EDIT: I started getting the fat lines on a different GPU using the GLSL version, as well, which suggested that it could be a GPU-specific rounding issue (of course…). Poking around, it seems to be this line:

float dw = (i1.x == 0 || i1.y == 0) ? 0.0 : 2.0 * ((i1.x-1.0)/(i1.x+i1.y-2.0)) - 1.0;

Changing it to:

float dw = (i1.x == 0 || i1.y == 0) ? 0.0 : 2.0 * ((i1.x-0.9999)/(i1.x+i1.y-1.9999)) - 1.0;

gets rid of the fat lines, which works well for GLSL AFAICT but the slang version ends up having no effect at all :confused: (that is, the fat lines are gone but the output is identical to scalefx alone)
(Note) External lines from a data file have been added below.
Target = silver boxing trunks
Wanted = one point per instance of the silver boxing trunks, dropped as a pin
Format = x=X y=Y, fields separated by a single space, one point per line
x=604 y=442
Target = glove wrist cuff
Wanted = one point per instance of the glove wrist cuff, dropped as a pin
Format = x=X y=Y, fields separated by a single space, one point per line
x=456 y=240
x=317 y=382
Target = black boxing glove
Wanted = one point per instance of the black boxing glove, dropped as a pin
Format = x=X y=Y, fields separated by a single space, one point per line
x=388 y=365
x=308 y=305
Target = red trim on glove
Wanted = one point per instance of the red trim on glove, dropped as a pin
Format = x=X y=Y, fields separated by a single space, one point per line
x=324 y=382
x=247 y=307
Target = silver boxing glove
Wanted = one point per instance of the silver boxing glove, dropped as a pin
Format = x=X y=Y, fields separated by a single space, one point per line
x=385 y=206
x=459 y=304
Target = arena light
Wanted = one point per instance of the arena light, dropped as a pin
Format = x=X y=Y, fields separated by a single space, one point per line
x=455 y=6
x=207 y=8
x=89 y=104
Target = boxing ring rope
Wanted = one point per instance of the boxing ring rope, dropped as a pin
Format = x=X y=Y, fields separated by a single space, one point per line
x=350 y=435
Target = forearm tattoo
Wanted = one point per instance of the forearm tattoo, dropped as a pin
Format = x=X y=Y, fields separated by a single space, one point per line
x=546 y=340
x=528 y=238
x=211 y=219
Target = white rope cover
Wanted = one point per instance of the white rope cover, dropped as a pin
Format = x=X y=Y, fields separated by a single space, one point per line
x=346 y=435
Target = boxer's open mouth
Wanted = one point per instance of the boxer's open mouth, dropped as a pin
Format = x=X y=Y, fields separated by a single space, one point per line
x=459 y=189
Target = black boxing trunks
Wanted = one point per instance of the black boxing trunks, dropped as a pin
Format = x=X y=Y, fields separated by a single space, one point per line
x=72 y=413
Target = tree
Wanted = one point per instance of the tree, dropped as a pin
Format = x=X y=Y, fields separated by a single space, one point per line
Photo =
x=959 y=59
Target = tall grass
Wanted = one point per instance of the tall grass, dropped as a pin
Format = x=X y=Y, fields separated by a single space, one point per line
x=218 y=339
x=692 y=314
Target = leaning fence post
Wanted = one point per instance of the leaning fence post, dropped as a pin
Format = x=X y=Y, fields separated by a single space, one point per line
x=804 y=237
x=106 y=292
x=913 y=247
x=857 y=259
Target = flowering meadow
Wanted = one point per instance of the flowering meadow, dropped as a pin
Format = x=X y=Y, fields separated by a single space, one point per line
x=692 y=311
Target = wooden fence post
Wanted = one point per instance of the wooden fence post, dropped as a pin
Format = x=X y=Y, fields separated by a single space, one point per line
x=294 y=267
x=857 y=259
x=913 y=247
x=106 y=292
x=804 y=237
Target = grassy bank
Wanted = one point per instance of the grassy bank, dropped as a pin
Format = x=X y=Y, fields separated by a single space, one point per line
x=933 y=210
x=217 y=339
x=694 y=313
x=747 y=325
edit: never mind, it’s not a rounding issue. problem is that GPUs handle undefined variables differently. I simply assumed they would be 0 but that’s not the case. the dw line seems to be the culprit on first sight but unlike with cg I actually got an unstable image with slang (that is with a fixed test picture). the issue is that i1 and i2 aren’t properly initialized and have random memory values. try this instead:



glsl - just initialize i1 and i2 in their declaration line with zeros, see cg and slang

well turns out that warning we got from the cg version wasn’t pointless after all :sweat_smile:

ps: changing the dw line is not necessary since division by 0 can’t occur. i1.x==1 && i1.y==1 is contradictory.


w00t, success! I’ll get these pushed up to the repo ASAP.


Is it possible to use the slang version of scalefx with shaders before scalefx. For example using gdapt first and then scalefx. In the past there was the issue that this did not work (scale fx was not applied on the image). But due to the focus of some cores on vulkan like psx, it would be great to add the feature to the slang shanders as well.

Edit: hm seems not to work for vulkan. I would like to use dithering before scalefx. But the vulkan version has the issue which the gsls had moths before.

Edit2: hizzlekizzle and hunter updated the slang shader. Thank u so much!!! Now I can play PS1 games with the awesome shaders. Thanks again!